Who said awards season was confined to the Hollywood hills? Here at BuzzHub, we pleasure in honouring the finest film and television productions and performances of the past year, with our annual awards. 2016 saw a varied array of entertainment on the big and small screen that caught our attention. Here, we announce what we believe was the year’s outstanding work…
Three seasons in, and Bojack Horseman continues to be the most profound and moving drama on television. Simultaneously, it lives up to its premise as an animated comedy about a cartoon horse, with this 13-episode run featuring a Lost in Translation-inspired underwater journey and Bojack’s attempt to win an Oscar. Will Arnett lends a weary resignation to the perpetually-dour Hollywood stallion, with Alison Brie and Aaron Paul among the stupendous supporting cast. When it isn’t making us laugh with some of the wittiest send-ups of the film industry ever put on screen, it’s breaking out hearts with its quieter moments. Bojack Horseman is a very special show.
Every year there’s one television show that proves why the small screen is the definitive location of our times for important, inquisitive storytelling. In 2016, that show was The Night Of. Co-created by Richard Price and Steven Zaillian (who directs every episode), this 8-part HBO miniseries explores the flaws of the US justice system and systemic culture prejudices through the lens of a murder trial. Riz Ahmed’s Nasir goes home with a girl, takes some pills and wakes up the next morning to find her brutally murdered, with no memory of what happened. The show’s focus isn’t on Nasir’s search for the truth as much as it is on the unfair treatment he receives due to his Islamic background and the effects of a horrific prison environment on his character.
As jail transforms Nasir from quiet academic to hard drug user, John Turturro’s gumshoe lawyer John Stone seeks justice on the streets and in the courtroom. Stone is a tremendous creation, with Turturro presenting a man whose financial motivation is overwhelmed by his emotional investment in Nasir’s case. The part was originally intended for James Gandolfini, then Robert DeNiro, but it’s impossible to imagine either acting giant giving as beautiful a performance as Turturro does. Stone, who spends an absurd but brilliant amount of the show seeking help for his eczema, is a true hero for our difficult times. The show itself plays like a deconstruction of police procedural dramas, forcing the viewer through the cracks that are rarely explored. Ahmed and Turturro are aided by some equally flawless players: Bill Camp as a sympathetic detective, Jeannie Berlin as a determined prosecutor and Michael Kenneth Williams as Nasir’s sole source of wisdom on Rikers’ Island. Shot and scored as startlingly as any David Fincher feature, The Night Of is a true gem in what was arguably a less-than-stellar year for HBO. This is creatively-driven television at its best, with sharp social commentary at its beating heart.

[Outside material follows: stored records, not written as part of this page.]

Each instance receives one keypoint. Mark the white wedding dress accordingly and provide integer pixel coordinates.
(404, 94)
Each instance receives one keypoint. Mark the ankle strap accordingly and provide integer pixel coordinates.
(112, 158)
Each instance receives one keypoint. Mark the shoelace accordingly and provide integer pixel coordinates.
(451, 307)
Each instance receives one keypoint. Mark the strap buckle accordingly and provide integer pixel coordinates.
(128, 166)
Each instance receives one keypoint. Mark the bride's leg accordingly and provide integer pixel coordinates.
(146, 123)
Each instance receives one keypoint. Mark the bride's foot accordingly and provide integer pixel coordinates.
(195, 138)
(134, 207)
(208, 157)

It’s a century-old trick to tell the most critical human stories through anthropomorphising, and Disney’s Zootopia– set, quite simply, in a city of talking animals. The story of social tolerance, set against a backdrop of urban crime and political corruption, is sophisticated and oh-so-important in 2016. The DMV scene, featuring Flash the Sloth, is the year’s best moment of physical comedy.

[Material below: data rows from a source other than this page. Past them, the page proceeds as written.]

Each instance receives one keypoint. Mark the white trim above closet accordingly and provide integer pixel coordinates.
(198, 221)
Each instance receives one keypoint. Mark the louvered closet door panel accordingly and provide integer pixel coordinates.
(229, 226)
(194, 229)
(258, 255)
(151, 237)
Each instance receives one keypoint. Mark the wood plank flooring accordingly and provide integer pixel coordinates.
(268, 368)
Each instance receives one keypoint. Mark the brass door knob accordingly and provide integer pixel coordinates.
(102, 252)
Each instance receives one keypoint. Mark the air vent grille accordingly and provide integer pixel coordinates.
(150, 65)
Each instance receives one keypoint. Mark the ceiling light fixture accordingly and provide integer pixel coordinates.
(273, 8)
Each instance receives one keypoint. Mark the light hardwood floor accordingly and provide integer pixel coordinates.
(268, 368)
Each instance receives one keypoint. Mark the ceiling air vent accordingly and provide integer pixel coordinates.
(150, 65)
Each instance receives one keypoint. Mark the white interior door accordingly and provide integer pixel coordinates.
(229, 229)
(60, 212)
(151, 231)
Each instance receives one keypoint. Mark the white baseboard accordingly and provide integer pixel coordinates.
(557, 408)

Retooled and heavily-reedited at the last minute, hopes were not particularly high for Gareth Edwards’ standalone galactic war movie. How wrong we were. Led by a revolutionarily-diverse ensemble cast, Rogue One is a breathless tribute to the unique energy and aesthetic of George Lucas’ 1977 classic, with additional bursts of sophistication; both in terms of story and filmmaking. Often bleak and deeply moving, but with bursts of brilliant comedy throughout, Edwards’ film is that ideal Hollywood blockbuster: lovingly-created and executed with passion and imagination. It may lack the scale and nostalgic thrill of 2015’s The Force Awakens, but compensates with uninhibited emotion and a palpable thirst for Hope.
Nobody was more surprised than us to discover the brilliance of The Lonely Island’s music documentary satire, a bruising indictment of modern celebrity culture… featuring the catchiest pop tunes of 2016! “I’m So Humble”, “Finest Girl (Bin Laden Song)” and “Incredible Thoughts (ft. Michael Bolton)” are magnificent songs, embedded in a film that’s constantly hilarious and uniquely charming.

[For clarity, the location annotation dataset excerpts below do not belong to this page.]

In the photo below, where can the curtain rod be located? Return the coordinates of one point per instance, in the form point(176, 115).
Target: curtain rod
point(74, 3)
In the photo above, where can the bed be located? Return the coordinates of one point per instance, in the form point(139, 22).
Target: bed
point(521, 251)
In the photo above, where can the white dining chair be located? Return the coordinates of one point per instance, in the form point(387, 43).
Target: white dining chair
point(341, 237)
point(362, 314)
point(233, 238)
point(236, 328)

It seemed unlikely that Damien Chazelle’s follow-up to Whiplash would live up to that film’s brilliance, but his dazzling musical love letter to the movies is just as stunning and unforgettable. Ryan Gosling and Emma Stone are the enchanting central couple, who throw themselves into the joyful song-and-dance with admirable energy. Chazelle directs with extraordinary energy and enthusiasm, and the film’s narrative structure injects fresh life into the template of the 1950s movie musical. It’s rare to find a film this bursting with happiness. In a year as generally downbeat as 2016, La La Land is to be treasured.